Court Opinion

ID: 9472651
Source: CourtListenerOpinion
Date Created: 2023-08-05 04:06:39.466988+00
Date Added: 2024-06-11T17:43:03.596343
License: Public Domain

PATRICK E. HIGGINBOTHAM,
Circuit Judge, concurring in part and dissenting in part:
I join Judge Williams’s thoughtful treatment of this developing area in all respects save one. I would conclude that no independent constitutional claim was stated by Diane1 for the defendants’ conditioning of her right to education on her mother’s attendance at counseling sessions.
*494The Supreme Court in Smith v.
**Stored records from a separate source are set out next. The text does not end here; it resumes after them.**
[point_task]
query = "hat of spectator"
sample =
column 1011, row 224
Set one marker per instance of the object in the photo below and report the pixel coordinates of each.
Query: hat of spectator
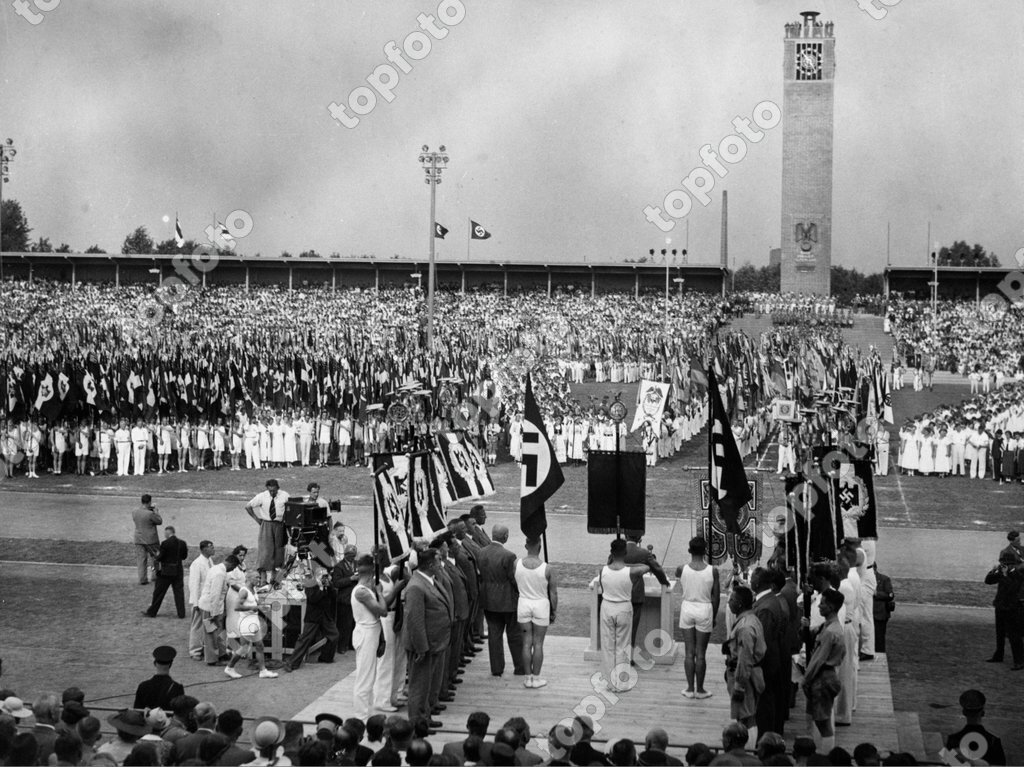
column 157, row 719
column 129, row 720
column 328, row 722
column 165, row 654
column 15, row 708
column 803, row 747
column 73, row 693
column 267, row 731
column 972, row 700
column 73, row 713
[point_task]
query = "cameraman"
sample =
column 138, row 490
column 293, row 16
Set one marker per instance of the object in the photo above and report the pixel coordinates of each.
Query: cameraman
column 1008, row 577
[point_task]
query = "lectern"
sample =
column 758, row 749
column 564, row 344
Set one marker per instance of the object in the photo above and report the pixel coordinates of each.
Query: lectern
column 656, row 614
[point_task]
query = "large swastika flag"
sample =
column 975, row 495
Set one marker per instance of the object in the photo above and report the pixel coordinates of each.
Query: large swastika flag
column 541, row 474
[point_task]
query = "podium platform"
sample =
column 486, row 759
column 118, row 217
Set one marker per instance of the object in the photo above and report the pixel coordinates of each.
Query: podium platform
column 654, row 631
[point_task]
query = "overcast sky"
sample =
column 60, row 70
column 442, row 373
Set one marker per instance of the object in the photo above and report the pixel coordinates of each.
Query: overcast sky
column 562, row 121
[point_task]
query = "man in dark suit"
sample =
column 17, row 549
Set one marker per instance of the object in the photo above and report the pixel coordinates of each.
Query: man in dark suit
column 146, row 539
column 500, row 598
column 466, row 561
column 460, row 608
column 884, row 602
column 771, row 613
column 320, row 626
column 170, row 573
column 342, row 579
column 160, row 689
column 637, row 554
column 473, row 551
column 784, row 588
column 426, row 632
column 187, row 747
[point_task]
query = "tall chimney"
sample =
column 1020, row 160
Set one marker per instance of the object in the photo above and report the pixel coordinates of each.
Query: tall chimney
column 725, row 228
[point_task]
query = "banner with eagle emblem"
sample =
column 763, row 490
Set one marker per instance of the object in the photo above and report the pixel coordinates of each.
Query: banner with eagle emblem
column 853, row 494
column 651, row 397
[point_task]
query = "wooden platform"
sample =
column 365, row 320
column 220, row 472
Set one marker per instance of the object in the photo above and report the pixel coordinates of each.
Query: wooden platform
column 655, row 700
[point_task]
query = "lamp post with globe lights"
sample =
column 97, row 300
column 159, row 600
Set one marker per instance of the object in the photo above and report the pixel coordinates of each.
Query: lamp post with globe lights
column 433, row 164
column 7, row 153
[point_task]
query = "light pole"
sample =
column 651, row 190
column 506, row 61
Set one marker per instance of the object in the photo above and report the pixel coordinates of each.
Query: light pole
column 433, row 165
column 7, row 153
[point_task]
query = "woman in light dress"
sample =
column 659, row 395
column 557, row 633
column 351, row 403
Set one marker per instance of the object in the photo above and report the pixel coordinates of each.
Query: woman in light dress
column 265, row 452
column 165, row 436
column 184, row 442
column 278, row 441
column 344, row 437
column 202, row 443
column 943, row 448
column 219, row 443
column 291, row 445
column 908, row 452
column 926, row 445
column 59, row 436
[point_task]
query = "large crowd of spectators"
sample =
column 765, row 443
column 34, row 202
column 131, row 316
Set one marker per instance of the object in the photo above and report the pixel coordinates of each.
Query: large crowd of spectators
column 986, row 339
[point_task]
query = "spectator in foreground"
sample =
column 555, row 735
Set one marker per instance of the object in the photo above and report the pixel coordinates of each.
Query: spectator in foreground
column 973, row 707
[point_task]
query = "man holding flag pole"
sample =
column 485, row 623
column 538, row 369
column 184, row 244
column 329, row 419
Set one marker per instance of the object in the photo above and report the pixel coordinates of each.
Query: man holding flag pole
column 541, row 477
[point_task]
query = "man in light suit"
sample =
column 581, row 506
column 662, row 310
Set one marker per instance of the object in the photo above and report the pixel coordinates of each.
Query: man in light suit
column 637, row 554
column 146, row 539
column 426, row 633
column 499, row 599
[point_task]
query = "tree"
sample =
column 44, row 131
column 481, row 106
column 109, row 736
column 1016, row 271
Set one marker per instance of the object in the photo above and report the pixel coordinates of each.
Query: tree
column 137, row 242
column 14, row 227
column 41, row 246
column 962, row 254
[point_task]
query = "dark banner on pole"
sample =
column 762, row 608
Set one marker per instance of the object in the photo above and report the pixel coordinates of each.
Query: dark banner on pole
column 616, row 485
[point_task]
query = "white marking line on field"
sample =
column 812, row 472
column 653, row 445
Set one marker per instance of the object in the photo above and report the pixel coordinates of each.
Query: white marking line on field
column 66, row 564
column 902, row 498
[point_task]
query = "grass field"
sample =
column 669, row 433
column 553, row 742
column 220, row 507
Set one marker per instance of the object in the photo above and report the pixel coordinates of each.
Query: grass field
column 65, row 625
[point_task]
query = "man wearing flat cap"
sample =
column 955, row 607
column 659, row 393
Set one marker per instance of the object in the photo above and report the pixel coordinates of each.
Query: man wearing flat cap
column 973, row 741
column 1015, row 548
column 327, row 725
column 160, row 689
column 1008, row 577
column 267, row 510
Robinson, — U.S. -, 104 S.Ct. 3457, 82 L.Ed.2d 746 (1984) accommodated competing policies. Parents and students cannot walk around the detailed remedial scheme of the EAHCA by resort to 42 U.S.C. § 1983 or recover attorney fees under § 1988 by adding a citation of § 1983 to a claim under EAHCA. At the same time, suits under § 1983 asserting distinct constitutional claims arising from the educational setting are not foreclosed. In this, I agree with the majority opinion.
Diane’s claim, however, is not of independent constitutional significance. That is, it is not distinct from her effort to obtain the substantive benefits of the act. The claim that a constitutional right was infringed by the state agency’s requirement that the parent participate in group counseling as a part of the child’s individual education program is at bottom an assertion that the state was misreading the act. This claim was in fact proceeding along the administrative path set by Congress when disrupted by the filing of this federal suit, which sought no more, in my view, than the substantive benefits of EAHCA.
The supposed constitutional right claimed to have been invaded by the state’s insisting upon participation in group counseling, as a condition to entitlement to the statutory benefit, cannot state a claim independent of the EAHCA unless it would be beyond the power of Congress to impose such a condition. If Congress could constitutionally require such participation, this claim cannot reach beyond a contention that Congress did not intend to allow such a requirement and that the state is misreading the EAHCA. After Smith v. Robinson, such claims are not cognizable under § 1983. The majority’s holding must therefore rest on a denial that Congress has such power — a result that I am not prepared to accept. Cf. Dublino v. New York State Dept. of Social Services, 348 F.Supp. 290 (W.D.N.Y.1972) (3-judge court) (state can constitutionally condition public assistance on recipient’s obtaining employment), rev’d on other grounds, 413 U.S. 405, 93 S.Ct. 2507, 37 L.Ed.2d 688 (1973); see generally Idaho Dept. of Employment v. Smith, 434 U.S. 100, 98 S.Ct. 327, 54 L.Ed.2d 324 (1977) (minimal scrutiny is applied to legislative classifications affecting the distribution of government benefits).

. While dubitante, I agree that Diane's mother's claim (if she had one, a matter we do not decide) is independent of EAHCA.